Levitke padded over.

“What do you think?”

The taybarri snorted, her hot breath blowing across the page.

“Yeah, it probably won’t help Frayvar or whoever knows how to read this language, but you never know.” Kaylina tucked the page back into the book to protect her rubbing and returned it to her pack. Someone else had probably done this long ago with professional rubbing materials. For all she knew, every library in Port Jirador had copies of the plaque with translations. Even though it felt like they were out in the middle of nowhere, it couldn’t be more than ten or fifteen miles back to the city.

One of the plants that Levitke had rolled in straightened its stalk, its bulbous flower rising up and rotating toward the lake. Several others did the same. They looked like a herd of animals lifting their heads because they’d detected a predator approaching.

Levitke whined and pawed at her ears with one limb while her other three carried her away from the flowers. She hid behind a stone slab.

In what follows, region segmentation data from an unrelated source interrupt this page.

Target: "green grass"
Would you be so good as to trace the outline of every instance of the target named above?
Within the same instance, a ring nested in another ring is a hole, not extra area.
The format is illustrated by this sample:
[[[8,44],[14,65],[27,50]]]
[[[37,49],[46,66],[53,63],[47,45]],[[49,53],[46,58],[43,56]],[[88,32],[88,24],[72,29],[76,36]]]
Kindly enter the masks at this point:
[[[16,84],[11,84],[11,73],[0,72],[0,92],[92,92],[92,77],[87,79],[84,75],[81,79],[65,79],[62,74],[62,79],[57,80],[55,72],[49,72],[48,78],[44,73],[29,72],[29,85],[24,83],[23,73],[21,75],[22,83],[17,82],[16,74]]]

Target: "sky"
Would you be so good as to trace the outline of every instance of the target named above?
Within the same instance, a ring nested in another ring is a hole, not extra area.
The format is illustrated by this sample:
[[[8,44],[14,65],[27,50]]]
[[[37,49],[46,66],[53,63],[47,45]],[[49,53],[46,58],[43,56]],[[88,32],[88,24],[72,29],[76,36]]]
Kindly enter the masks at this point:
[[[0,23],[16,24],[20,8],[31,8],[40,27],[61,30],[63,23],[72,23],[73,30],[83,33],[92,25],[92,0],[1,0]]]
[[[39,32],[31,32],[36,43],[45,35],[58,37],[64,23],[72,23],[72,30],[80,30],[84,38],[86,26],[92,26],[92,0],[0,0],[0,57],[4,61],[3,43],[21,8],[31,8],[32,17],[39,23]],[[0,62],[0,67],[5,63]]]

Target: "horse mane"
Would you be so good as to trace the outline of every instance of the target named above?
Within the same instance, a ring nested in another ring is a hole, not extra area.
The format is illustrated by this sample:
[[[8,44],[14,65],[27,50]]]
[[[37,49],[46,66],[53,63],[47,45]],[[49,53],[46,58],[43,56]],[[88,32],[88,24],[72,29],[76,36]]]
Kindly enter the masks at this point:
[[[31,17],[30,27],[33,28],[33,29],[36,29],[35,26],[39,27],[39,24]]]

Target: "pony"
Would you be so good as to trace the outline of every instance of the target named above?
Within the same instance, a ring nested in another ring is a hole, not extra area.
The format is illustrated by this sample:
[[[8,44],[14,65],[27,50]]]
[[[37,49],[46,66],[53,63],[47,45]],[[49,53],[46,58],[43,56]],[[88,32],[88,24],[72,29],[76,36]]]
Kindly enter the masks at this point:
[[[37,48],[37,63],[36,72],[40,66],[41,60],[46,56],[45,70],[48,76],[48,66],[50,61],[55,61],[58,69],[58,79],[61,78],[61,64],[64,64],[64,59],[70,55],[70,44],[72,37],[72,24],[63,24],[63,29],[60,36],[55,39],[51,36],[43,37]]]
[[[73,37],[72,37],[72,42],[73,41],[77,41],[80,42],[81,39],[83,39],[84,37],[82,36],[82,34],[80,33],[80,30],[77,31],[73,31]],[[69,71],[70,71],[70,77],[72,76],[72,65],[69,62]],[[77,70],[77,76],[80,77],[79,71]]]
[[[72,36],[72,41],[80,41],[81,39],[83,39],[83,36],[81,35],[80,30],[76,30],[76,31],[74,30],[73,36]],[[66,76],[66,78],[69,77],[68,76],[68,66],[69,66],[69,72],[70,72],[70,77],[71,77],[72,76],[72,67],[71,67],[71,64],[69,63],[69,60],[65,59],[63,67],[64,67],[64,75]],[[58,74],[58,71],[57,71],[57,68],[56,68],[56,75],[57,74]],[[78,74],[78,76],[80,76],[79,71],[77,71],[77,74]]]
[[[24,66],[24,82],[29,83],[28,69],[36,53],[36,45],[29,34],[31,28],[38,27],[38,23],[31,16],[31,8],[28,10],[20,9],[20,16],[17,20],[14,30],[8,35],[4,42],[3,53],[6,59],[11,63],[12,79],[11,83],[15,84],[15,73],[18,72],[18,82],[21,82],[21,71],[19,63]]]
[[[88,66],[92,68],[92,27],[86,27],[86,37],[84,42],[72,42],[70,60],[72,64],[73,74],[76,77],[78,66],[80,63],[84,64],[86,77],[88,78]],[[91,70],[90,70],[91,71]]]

“Vlerion?” Kaylina couldn’t hear anything, but maybe the taybarri could. Something that bothered her ears? “Are you doing something… offensive?”

“I’m looking at refuse the Kar’ruk left behind and searching for clues about their plans,” he called back.

“Offensively?”

“I don’t think so. Why?”

A shriek came from the heart of the flowers.

It startled Kaylina so much that she fell over, grasping for her sling. The petals of several flowers undulated as another shriek sounded. An alarm?

Levitke roared and ran away, shaking her head, her tail smacking the ruins.